Food stamp fraud or survival?
"Food stamp fraud" brings up the image of Ronald Reagan's apocryphal welfare queen, and the Des Moines Register tut-tuts its disapproval. But they don't have tales of thousands of dollars or even tens of dollars.
Instead they exhibit the usual shock that comfortable people display when confronted with the unpretty details of the poverty lifestyle, the hoops people jump through to convert food stamp money into cash, where a jug of water is valued for its liquidity - not the liquid water but the ability to cash the bottle deposit.
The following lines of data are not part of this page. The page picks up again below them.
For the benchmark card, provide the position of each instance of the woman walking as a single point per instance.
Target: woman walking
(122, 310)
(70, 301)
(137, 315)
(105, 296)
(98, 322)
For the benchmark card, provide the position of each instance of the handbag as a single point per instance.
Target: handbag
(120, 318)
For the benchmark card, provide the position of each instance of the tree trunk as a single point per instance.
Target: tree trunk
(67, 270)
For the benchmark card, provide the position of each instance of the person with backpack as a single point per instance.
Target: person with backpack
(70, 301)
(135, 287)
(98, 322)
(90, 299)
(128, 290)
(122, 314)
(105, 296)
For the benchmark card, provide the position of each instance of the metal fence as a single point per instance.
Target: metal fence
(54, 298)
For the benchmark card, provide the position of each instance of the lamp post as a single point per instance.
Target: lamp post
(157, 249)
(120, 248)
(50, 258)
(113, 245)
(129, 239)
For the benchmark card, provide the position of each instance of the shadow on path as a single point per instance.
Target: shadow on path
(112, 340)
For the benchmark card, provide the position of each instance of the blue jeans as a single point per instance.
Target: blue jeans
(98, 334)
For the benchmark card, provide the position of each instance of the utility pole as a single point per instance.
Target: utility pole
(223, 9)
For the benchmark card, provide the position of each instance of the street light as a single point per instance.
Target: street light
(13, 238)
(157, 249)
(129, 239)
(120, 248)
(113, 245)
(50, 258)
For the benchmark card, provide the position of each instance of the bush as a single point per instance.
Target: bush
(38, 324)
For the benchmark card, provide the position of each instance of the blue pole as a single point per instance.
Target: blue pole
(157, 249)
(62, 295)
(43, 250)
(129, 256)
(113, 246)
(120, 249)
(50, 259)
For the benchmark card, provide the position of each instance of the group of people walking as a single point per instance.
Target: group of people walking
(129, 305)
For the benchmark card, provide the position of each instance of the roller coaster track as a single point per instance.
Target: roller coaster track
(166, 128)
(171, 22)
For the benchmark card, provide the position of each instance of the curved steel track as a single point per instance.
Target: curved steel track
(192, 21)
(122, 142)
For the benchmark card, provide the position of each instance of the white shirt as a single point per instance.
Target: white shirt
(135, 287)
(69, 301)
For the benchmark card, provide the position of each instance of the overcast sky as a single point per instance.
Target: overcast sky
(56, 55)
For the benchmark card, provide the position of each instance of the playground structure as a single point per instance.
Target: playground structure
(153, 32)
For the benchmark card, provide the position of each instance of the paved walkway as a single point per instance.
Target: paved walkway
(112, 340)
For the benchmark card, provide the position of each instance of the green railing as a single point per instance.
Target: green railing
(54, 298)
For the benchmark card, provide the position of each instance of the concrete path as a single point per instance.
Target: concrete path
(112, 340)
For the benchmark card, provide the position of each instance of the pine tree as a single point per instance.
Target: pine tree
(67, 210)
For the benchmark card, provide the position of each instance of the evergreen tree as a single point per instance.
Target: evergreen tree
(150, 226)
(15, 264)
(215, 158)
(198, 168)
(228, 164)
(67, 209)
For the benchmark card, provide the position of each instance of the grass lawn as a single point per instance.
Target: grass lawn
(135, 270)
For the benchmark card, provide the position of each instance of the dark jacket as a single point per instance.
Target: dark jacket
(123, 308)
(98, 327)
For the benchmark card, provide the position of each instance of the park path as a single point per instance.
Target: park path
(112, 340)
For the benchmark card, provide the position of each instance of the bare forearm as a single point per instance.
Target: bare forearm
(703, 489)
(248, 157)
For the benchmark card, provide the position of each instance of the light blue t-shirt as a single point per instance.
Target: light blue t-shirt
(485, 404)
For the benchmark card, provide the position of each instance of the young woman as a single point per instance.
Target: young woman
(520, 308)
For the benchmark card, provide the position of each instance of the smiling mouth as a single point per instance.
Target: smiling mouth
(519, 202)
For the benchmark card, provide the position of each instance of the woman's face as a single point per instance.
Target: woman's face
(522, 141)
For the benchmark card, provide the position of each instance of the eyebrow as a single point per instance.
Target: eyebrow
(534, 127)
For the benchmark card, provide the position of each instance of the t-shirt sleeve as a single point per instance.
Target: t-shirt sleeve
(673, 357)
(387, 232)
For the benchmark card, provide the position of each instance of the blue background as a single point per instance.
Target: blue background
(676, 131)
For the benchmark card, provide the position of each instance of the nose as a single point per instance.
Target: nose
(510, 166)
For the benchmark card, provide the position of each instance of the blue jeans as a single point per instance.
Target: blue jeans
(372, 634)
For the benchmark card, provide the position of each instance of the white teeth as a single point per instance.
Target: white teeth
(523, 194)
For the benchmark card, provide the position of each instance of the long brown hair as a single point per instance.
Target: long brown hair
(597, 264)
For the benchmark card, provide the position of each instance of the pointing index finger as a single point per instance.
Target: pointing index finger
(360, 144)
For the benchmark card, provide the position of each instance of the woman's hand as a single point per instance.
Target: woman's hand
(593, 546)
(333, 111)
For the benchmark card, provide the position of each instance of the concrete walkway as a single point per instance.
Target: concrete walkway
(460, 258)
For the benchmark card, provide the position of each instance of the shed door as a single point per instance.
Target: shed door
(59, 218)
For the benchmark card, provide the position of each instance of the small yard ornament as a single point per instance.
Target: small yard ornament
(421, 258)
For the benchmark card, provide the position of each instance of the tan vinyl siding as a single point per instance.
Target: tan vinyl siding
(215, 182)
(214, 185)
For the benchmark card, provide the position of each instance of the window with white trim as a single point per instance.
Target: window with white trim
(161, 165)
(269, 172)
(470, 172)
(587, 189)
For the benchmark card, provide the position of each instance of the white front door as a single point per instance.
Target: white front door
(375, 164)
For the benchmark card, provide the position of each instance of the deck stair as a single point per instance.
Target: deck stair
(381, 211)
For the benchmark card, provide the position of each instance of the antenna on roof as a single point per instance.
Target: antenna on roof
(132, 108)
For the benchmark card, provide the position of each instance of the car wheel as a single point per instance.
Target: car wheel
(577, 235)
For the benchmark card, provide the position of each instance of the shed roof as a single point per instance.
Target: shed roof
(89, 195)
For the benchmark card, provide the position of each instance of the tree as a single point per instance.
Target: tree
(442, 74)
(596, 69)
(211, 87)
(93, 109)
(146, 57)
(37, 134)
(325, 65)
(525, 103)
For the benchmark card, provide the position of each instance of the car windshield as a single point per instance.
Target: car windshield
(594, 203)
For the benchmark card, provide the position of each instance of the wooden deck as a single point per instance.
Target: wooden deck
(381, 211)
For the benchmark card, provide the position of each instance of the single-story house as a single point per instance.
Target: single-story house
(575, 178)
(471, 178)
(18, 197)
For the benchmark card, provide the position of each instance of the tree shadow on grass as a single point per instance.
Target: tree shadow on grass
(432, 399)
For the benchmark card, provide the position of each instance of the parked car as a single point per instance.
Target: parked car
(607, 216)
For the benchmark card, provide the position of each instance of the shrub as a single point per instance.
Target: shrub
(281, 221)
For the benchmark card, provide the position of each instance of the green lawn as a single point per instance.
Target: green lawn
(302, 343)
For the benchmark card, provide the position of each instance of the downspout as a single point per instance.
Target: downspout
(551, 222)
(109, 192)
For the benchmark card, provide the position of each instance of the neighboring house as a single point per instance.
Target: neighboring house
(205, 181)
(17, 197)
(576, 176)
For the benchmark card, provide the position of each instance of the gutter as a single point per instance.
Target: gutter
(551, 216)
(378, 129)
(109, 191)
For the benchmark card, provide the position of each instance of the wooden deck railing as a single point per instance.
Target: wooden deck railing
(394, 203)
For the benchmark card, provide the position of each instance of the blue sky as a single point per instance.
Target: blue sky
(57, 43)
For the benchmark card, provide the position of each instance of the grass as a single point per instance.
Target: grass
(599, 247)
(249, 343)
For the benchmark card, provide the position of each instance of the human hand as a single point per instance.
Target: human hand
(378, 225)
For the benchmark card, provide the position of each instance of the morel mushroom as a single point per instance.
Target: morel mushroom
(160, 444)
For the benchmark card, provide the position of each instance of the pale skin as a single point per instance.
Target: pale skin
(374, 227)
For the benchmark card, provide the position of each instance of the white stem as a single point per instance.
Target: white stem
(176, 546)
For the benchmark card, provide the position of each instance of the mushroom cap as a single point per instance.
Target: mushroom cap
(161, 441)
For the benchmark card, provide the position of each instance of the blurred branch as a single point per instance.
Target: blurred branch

Yes, some of the actions described in the article seem tacky to someone raised in the middle class. But the tone is condescending. Every example in the article is the stereotype of cash for cigarettes. But there's a few other things you can't buy with your food stamp cards. Like toilet paper. Or food for the pet that may be your only source of comfort, your only "luxury." (I've long believed that the need to live with and love animals is a deep an defining human characteristic, one that does not vanish with poverty.) Or a newspaper full of want ads. Or soap of any sort for your clothes or dishes or body. We support our weakest neighbors with just enough money to fill their bellies with sugar and starch, deny them a hand in getting a bar of soap, then look down upon them because they're dirty. We brainwash people with cigarette ads, berate them when they're too poor to sustain the addiction, and won't even pay for a patch to slap on their arms.
Instead of asking why people dump pure water to cash in a bottle, we should ask why society abandons people to a degree that they'll take such a step to meet their small needs, and how much dignity we demand that the poor give up for assistance.